На пути встретил Воян Дубравца, посланного в Доростол.
- Что нового? Что нового?
- О, битва великая идет на Дунае, Святославу бог помогает!
- Там он? - вскричал радостно Воян и, не ожидая других вестей, помчался во весь опор, как лихой, смелый юнак, гонящийся за славой.
Между тем как быстро всходили и созревали горькие беды Болгарии от семян, насажденных коварством комиса и комитопулов, между тем как народ поливал слезами опавший цвет блага своего, а Райна, измирая в печалях и ужасе, молилась о смерти, стоя на коленях перед светом божиим, проникавшим через окно под потолком в келий её заключения, - Святослав летел на крыльях к Дунаю и прибыл в Доростол, когда над любимцем его, Огнемиром, совершалась тризна и войско пало духом.
- У кого на душе горе и отчаяние, на лице печаль и боязнь, кому смерть страшна, вон из рядов и из стана русского! - вскричал он к воинам.
- Нет нам страху с тобою! - крикнули воины, и душа встрепетнулась у всех, взоры ожили.
- Братья и дружина, - возгласил он, устроив рать к бою. - Все воротим, кроме мертвых!
И дружина русская, ударяя радостно в щиты, двинулась за ним на горы, возвышающиеся над Доростолом, где был укрепленный стан Цймисхия, облегавший город.
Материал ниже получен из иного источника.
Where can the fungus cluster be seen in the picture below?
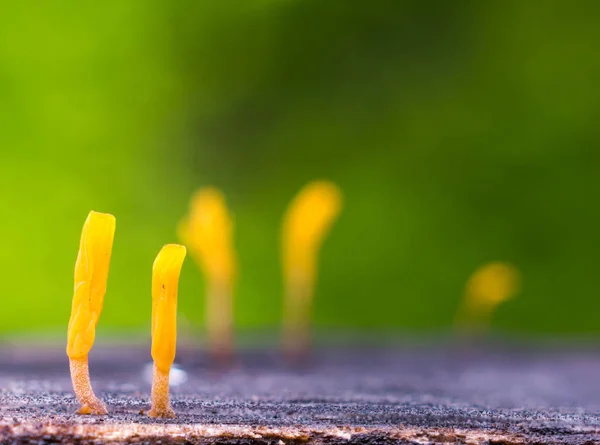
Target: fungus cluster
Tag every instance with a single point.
(207, 231)
(91, 275)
Началась сеча. Десять тысяч Руссов шли на сто тысяч Греков.
- Братья и дружина! - возгласил снова Святослав к утомленным воинам, - собирайте последние силы! Не устыдим земли Русской! победим или сложим головы!
- Где твоя ляжет, там и свои сложим! - возгласили воины, прогремев мечами в щиты*.
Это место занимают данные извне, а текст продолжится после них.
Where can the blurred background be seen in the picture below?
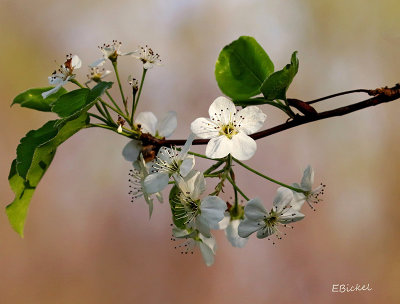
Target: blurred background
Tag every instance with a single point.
(86, 243)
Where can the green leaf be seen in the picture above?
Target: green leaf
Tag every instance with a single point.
(242, 67)
(177, 218)
(33, 160)
(276, 85)
(33, 99)
(75, 102)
Цимисхий почувствовал присутствие Святослава; имя русского князя разнеслось по рядам греческим, и, разбитые, разметанные, сто тысяч в беспорядке отступили с поля.
Укрепленный стан достался в добычу Руссам; ночь прекратила сражение. Святослав стал под черным знаменем на костях греческих, в шатре Цимисхиевом и послал сказать Грекам: "Потяну на вас, до града вашего, и стану на костях ваших посереди града!"
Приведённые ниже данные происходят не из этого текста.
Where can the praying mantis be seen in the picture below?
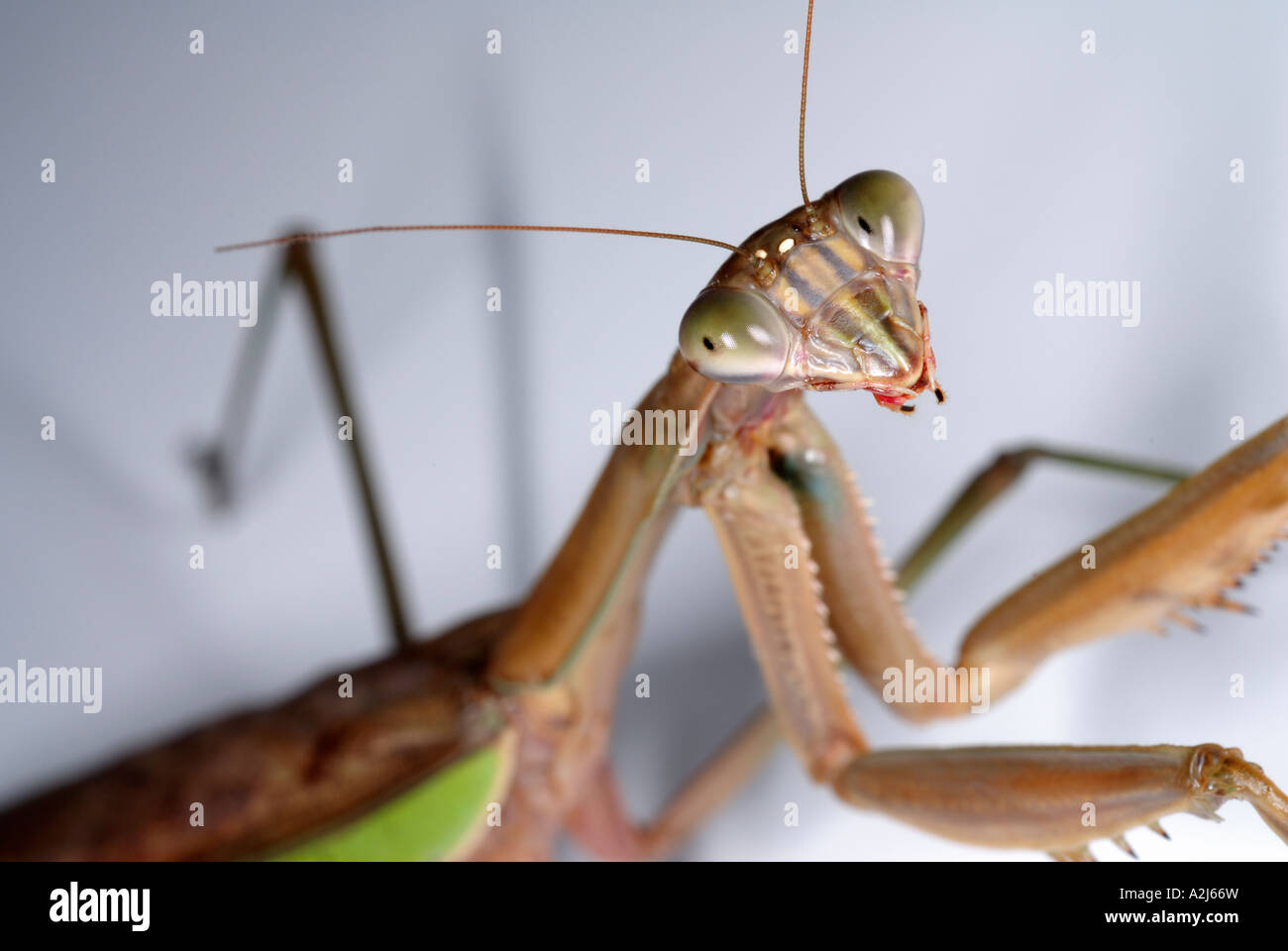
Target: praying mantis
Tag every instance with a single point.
(548, 660)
Могучий борец Цимисхий, надеясь на свою личную силу более, нежели на войско, предложил Святославу вызов на поединок: "Кто из нас победит, тот и владеет обоими народами".
- Во чье имя и место царствует Цимисхий в Греции? - спросил Святослав посланного.
- Во имя и место малолетнего сына Романова Василия и брата его Константина, - отвечал он.